Liputan6.com, Jakarta - Wajah Pusat Kesenian Taman Ismail Marzuki (TIM) Jakarta sebentar lagi akan berubah. Tampang jadul dan jauh dari representatif akan lenyap berganti dengan gedung mentereng, modern dan kekinian. Pemerintah Provinsi DKI Jakarta melalui Jakarta Propertindo (Jakpro) akan merevitalisasi pusat kesenian kebanggaan warga Jakarta tersebut.
Revitalisasi merujuk pada Pergub Nomor 68 Tahun 2018 tentang Percepatan Pelaksanaan Kegiatan Strategis Daerah dan Kepgub Nomor 1042 Tahun 2018 tentang Daftar Kegiatan Strategis Daerah. Proses revitalisasi sudah berjalan sejak Juli 2019 dan akan berlangsung beberapa tahap hingga Juli 2021.
Advertisement
PT Jakpro akan merevitalisasi Gedung Planetarium, Gedung Galeri Cipta II, Gedung HB Jassin, dan Graha Bhakti Budaya. Total anggaran yang disiapkan adalah Rp 1,8 triliun. Tahap pertama, pembangunan meliputi Masjid Amir Hamzah yang berlokasi di area Plaza Graha Bhakti Budaya, kemudian Gedung Parkir TIM, dan Pos Damkar. Pararel dengan itu, Gedung Perpustakaan dan Wisma TIM di area bekas kantor DPP Angkatan 66 ARH hingga jajaran kantin juga digarap.
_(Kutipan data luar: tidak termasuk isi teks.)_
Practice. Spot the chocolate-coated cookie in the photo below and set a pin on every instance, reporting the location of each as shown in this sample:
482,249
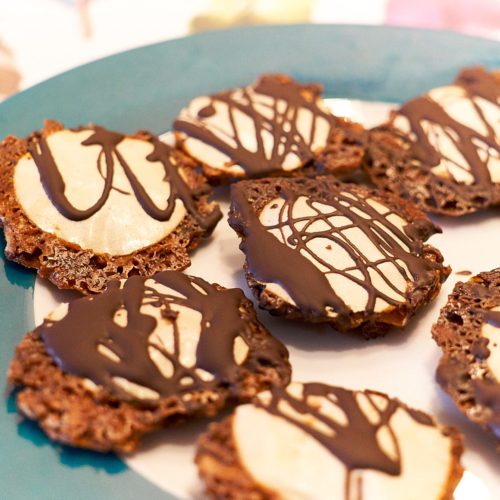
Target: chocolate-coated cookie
145,354
324,442
468,332
87,205
325,251
276,126
442,150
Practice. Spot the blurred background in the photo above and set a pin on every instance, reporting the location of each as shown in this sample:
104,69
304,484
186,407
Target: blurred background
41,38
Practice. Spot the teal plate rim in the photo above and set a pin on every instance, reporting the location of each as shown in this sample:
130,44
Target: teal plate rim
145,88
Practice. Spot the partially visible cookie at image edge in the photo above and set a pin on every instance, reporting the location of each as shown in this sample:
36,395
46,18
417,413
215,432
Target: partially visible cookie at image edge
442,150
145,354
325,442
468,332
86,205
325,251
276,126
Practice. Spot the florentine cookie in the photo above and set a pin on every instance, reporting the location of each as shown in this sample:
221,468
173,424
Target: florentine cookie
468,331
87,205
323,442
323,251
275,126
442,150
145,354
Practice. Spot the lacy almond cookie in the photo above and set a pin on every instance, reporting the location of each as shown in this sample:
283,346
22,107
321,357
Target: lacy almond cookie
325,251
144,354
87,205
323,442
276,126
468,332
442,150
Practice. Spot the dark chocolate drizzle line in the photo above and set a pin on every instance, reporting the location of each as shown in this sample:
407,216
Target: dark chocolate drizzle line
355,444
477,83
492,317
73,341
271,261
256,163
54,185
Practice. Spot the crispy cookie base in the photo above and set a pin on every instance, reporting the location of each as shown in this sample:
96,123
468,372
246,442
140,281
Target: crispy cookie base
261,192
69,266
457,331
75,412
226,478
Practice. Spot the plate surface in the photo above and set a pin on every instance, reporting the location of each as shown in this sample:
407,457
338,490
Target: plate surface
144,89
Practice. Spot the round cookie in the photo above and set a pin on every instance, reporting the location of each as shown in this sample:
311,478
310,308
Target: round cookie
468,332
87,205
276,126
323,442
144,354
324,251
442,150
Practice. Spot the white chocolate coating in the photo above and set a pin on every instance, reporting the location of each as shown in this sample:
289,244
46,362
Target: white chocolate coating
121,226
290,462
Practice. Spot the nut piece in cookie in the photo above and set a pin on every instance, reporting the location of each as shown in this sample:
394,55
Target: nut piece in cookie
468,332
442,150
275,126
87,205
324,251
144,354
323,442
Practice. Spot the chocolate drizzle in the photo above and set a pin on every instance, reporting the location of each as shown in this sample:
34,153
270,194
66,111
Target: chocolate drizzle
280,122
476,83
54,185
354,443
269,260
90,322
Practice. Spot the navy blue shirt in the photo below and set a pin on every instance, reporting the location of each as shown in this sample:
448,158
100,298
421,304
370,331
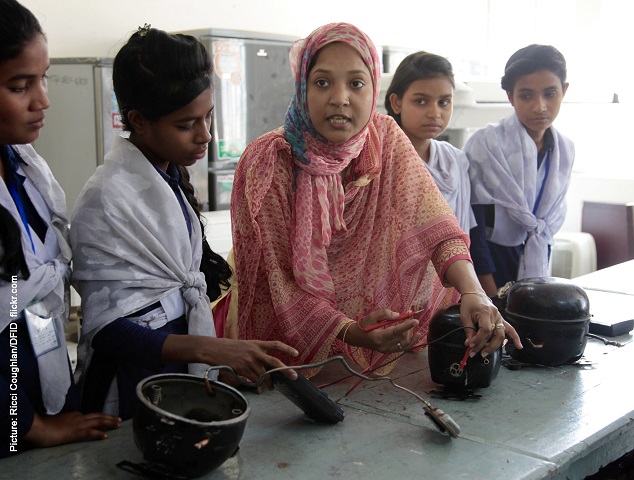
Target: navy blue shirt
16,344
130,352
489,257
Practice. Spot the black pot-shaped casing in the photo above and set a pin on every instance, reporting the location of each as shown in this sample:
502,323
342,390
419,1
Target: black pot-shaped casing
446,350
551,316
184,430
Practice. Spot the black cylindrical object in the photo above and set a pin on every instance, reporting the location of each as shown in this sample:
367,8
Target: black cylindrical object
551,316
185,427
446,350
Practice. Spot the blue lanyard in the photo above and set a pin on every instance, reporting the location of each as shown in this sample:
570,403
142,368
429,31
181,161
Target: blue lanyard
541,190
18,203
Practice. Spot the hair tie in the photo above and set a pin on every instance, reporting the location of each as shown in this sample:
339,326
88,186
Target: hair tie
143,31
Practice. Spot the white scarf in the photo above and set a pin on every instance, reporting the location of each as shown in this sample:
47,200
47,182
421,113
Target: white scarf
132,248
449,167
48,282
503,171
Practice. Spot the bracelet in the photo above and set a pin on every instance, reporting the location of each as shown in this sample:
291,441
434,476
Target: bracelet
479,294
346,328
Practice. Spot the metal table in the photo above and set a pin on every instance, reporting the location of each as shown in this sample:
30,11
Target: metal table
559,423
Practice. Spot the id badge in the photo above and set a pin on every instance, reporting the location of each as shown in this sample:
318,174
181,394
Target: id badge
42,329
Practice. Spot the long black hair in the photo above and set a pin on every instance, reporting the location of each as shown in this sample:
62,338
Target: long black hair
156,73
18,26
531,59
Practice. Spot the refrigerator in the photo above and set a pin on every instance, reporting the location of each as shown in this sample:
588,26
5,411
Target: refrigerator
252,89
81,122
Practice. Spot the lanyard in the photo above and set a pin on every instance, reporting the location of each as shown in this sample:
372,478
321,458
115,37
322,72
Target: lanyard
18,203
541,190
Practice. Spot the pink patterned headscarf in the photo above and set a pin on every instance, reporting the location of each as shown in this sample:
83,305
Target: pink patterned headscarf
319,195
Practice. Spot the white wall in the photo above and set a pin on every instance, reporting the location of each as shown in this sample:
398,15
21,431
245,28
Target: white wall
478,36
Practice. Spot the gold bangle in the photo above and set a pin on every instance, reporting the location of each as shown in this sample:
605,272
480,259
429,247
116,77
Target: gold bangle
346,328
479,294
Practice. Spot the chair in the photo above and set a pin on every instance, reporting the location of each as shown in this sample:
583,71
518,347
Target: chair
612,226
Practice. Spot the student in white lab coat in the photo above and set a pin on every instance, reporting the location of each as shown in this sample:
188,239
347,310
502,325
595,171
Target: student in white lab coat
141,264
420,98
38,403
520,172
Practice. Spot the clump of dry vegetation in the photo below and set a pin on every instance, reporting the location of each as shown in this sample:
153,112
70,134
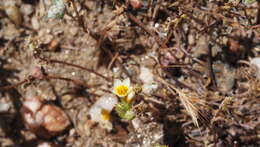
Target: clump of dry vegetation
129,73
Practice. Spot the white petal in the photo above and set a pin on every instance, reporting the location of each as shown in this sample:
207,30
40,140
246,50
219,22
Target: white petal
117,82
127,82
107,102
131,95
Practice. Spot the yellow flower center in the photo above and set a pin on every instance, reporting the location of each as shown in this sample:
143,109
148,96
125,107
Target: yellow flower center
121,90
105,114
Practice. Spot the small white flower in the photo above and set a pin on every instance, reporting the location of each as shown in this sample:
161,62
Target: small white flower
122,88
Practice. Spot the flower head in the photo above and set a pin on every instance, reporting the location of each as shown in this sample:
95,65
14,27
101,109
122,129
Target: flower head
122,88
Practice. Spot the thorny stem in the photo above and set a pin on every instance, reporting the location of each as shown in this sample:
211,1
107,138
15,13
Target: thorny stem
210,68
74,65
141,25
14,85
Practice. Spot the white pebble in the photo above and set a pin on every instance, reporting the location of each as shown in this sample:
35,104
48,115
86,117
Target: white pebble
146,76
256,62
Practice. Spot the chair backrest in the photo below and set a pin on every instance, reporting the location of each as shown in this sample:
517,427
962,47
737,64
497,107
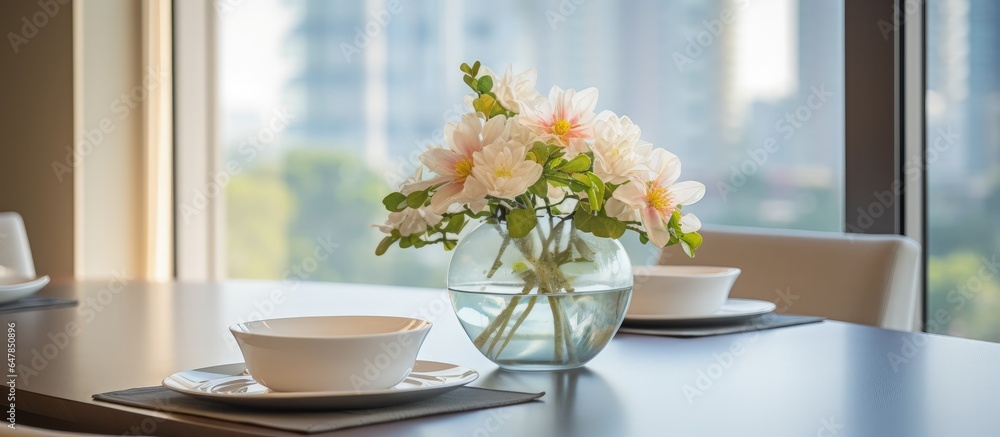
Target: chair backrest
868,279
15,253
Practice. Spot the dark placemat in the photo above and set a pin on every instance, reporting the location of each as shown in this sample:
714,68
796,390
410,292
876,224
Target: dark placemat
35,303
759,323
461,399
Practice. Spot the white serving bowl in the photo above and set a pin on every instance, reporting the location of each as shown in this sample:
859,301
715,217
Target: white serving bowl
680,291
333,353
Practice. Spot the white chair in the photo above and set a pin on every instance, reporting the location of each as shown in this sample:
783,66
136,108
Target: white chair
15,253
867,279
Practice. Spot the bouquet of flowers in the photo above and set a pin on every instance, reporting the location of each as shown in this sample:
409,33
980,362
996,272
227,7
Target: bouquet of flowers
517,154
526,166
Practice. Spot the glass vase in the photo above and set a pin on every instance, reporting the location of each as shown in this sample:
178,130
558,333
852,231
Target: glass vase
550,300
Sayangnya, proyek ini tak sepenuhnya berjalan mulus. Sejumlah pihak tidak sepakat. Polemik pun mewarnai revitalisasi TIM.
Pegiat seni yang juga anggota tim revitalisasi TIM 2018-2019 Ari Batubara menyatakan, ada mispersepsi dalam revitaliasasi TIM. Menurut dia, yang dilakukan Pemprov DKI melalui Jakpro saat ini bukanlah revitalisasi, melainkan pembongkaran.
"Harus dibedakan, pembongkaran itu tidak sama dengan revitalisasi. Kalau revitalisasi saya mendukung. Revitalisasi adalah sebuah keniscayaan," ujarnya membuka perbincangan dengan Liputan6.com, Selasa (18/2/2020).
Ari pun membeberkan apa itu yang dimaksud revitalisasi TIM. Menurut dia, gagasan revitalisasi TIM sudah ada masterplan-nya sejak 2007. Dalam masterplan yang digagas sejumlah tokoh masyarakat dan seniman, disebutkan bahwa revitalisasi adalah suatu usaha untuk mengembalikan TIM sebagai pusat kesenian yang berfungsi sebagai laboratorium dan barometer kesenian Indnonesia.
"Aspeknya ada dua, yaitu fisik dan nonfisik," ujarnya.
Untuk fisik dilakukan dengan satu-dua perubahan, yakni membangun kembali teater arena yang pernah dibongkar dan penambahan ruang pamer utama. Selain itu, juga merenovasi fasilitas yang sudah tua, seperti Graha Bhakti Budaya.
Sedangkan untuk nonfisik, revitalisasi dilakukan dengan restrukturisasi kelembagaan yang berkaitan dengan kegiatan di TIM. Selain itu, menata kembali ekosistem TIM melalui perda yang di dalamnya membahas bagaimana sistem dan keseniannya seperti apa, lembaganya seperti apa, serta bagaimana hubungan lembaga satu dengan lainnya.
"Pertanyaannya, ada nggak konsep-konsep revitalisasi masterplan 2007 tersebut di proyek TIM sekarang? Tidak ada, kan?" ujarnya.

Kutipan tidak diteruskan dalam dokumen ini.